If you think that average annual temperatures of 40 degrees below zero, splendid polar bears, deserts of ice and nights and days that last six months could stop the inhabitants of the North Pole from having the right level of education, you’d be wrong.
Even in the Arctic Circle, in fact, schools exist and function so well that every year they turn out swathes of highly qualified professionals, whose main task is to study the Nordic ecosystem and design solutions for its survival.
Why is there such a high level of specialisation in one of the places least suited to man on our planet? The Norwegians, like all other people, love their roots and do not want to see glaciers, pine forests and their inhabitants disappear.
Norwegian culture and school education
Norwegian culture has always considered school education to be the first step for embarking on a correct process of civic education that allows children to grow and learn from their early age how to respect their peers and the entire environment.
Compulsory schooling in Norway lasts ten years, from 6 to 16 years of age, and is based on the principle of a unified school system that, through a well-organised programme, guarantees an education that is socially fair and suited to all children.
Public education is entirely free from junior school to high school, a factor that determines the low presence of private institutions, chosen by 1.2% of the population mainly for religious reasons.
The role of research in Norway
If junior, middle and junior high schools work perfectly, research in Norway is jewel in the crown of a school system that is one of the most successful in the world: this country, in fact, considers university studies and research of priority importance for economic, political and social growth.
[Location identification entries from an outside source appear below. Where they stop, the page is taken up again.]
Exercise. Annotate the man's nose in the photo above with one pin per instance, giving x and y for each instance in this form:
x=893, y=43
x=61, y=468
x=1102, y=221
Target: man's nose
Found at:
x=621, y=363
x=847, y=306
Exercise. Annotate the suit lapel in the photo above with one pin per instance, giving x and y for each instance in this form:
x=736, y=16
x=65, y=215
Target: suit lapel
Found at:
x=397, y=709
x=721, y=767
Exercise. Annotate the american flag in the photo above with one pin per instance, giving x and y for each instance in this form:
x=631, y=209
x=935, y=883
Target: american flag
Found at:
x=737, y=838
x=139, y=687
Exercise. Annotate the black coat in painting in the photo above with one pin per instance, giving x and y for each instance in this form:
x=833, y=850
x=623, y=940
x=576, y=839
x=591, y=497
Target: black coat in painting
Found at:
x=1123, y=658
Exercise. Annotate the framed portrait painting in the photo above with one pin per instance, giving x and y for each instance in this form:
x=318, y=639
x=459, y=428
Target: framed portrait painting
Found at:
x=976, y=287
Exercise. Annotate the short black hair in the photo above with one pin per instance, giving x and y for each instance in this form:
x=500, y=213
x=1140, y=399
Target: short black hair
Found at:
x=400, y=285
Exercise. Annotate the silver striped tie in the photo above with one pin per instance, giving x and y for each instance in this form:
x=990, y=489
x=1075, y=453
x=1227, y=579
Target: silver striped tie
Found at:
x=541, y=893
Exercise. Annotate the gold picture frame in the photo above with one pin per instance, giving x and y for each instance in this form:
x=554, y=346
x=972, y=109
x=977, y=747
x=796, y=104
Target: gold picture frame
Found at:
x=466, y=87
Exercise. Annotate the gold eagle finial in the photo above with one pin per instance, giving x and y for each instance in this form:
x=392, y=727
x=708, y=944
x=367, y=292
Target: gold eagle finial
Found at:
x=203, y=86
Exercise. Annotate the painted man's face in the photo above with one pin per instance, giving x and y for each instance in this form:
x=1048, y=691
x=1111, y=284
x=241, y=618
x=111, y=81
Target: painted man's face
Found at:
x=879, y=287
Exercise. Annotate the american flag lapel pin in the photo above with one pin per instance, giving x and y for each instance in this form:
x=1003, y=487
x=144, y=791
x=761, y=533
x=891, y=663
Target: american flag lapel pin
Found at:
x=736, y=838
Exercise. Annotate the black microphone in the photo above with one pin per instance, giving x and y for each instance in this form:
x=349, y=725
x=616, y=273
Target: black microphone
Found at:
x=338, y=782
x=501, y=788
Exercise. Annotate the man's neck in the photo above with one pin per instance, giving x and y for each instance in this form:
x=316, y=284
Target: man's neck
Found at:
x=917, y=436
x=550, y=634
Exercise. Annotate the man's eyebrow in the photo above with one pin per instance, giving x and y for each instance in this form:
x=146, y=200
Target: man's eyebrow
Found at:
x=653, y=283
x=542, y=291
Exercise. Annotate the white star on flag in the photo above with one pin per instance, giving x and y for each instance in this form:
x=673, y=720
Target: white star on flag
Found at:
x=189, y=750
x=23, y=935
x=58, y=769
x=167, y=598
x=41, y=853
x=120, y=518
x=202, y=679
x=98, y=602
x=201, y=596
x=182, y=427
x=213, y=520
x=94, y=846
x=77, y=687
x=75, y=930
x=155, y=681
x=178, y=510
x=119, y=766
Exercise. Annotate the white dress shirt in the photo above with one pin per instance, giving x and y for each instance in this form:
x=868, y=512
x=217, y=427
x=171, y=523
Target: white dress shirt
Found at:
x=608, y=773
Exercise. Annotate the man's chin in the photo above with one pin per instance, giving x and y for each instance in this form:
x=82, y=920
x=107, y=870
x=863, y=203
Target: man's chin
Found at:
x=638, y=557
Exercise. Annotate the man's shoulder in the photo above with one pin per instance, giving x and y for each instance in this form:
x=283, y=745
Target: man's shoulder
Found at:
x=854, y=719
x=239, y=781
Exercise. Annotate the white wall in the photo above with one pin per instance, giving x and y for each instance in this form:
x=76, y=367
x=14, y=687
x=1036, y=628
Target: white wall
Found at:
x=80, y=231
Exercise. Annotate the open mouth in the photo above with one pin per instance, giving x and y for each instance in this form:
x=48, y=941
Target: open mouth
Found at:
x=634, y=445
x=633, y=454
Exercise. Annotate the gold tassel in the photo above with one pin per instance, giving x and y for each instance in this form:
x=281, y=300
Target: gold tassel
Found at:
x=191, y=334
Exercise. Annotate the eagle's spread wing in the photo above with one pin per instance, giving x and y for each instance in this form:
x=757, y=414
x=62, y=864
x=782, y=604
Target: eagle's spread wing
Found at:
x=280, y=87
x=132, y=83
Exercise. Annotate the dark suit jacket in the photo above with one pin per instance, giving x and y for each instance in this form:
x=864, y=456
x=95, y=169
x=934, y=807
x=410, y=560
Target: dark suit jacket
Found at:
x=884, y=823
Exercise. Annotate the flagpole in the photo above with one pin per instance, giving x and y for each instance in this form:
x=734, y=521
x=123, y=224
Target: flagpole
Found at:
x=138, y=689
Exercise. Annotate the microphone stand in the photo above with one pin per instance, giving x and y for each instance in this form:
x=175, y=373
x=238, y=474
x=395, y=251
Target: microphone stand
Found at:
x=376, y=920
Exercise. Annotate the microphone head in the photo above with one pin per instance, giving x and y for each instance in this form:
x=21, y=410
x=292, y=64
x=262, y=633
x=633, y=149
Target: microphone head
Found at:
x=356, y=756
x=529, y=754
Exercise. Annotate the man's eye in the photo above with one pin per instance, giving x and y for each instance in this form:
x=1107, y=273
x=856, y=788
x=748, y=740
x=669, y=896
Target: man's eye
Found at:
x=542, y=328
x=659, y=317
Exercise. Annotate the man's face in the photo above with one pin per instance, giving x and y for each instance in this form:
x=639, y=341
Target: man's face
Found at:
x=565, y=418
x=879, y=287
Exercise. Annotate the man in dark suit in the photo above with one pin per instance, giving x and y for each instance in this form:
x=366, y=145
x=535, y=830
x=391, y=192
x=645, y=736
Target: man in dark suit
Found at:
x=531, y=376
To support the high level of education necessary for the development of businesses and activities in every production sector, Norway dedicates over 1.7% of the GNP to activities of research and development that enjoy the respect of international authorities.
Scientific analysis on the Arctic region, studies aimed at safeguarding flora and fauna and research conducted on renewable energies attract students and professionals from every corner of the globe.
From 2015 Norwegian research centres have given almost 40% of doctorates to foreign candidates, and numbers, which are growing significantly, show how a specialisation in the North Pole is entirely possible.
UNIS, Svalbard University, situated in Longyearbyen, on the archipelago of the Svalbard Islands in Norway, at 78° north latitude, right along the Arctic Circle, is the coldest and northernmost university in the world.
Svalbard University, a centre of excellence founded in 1993, with strong support from all the main Norwegian central governmental bodies, offers four different courses in scientific disciplines that include biology, geology, geophysics and arctic technology free of charge.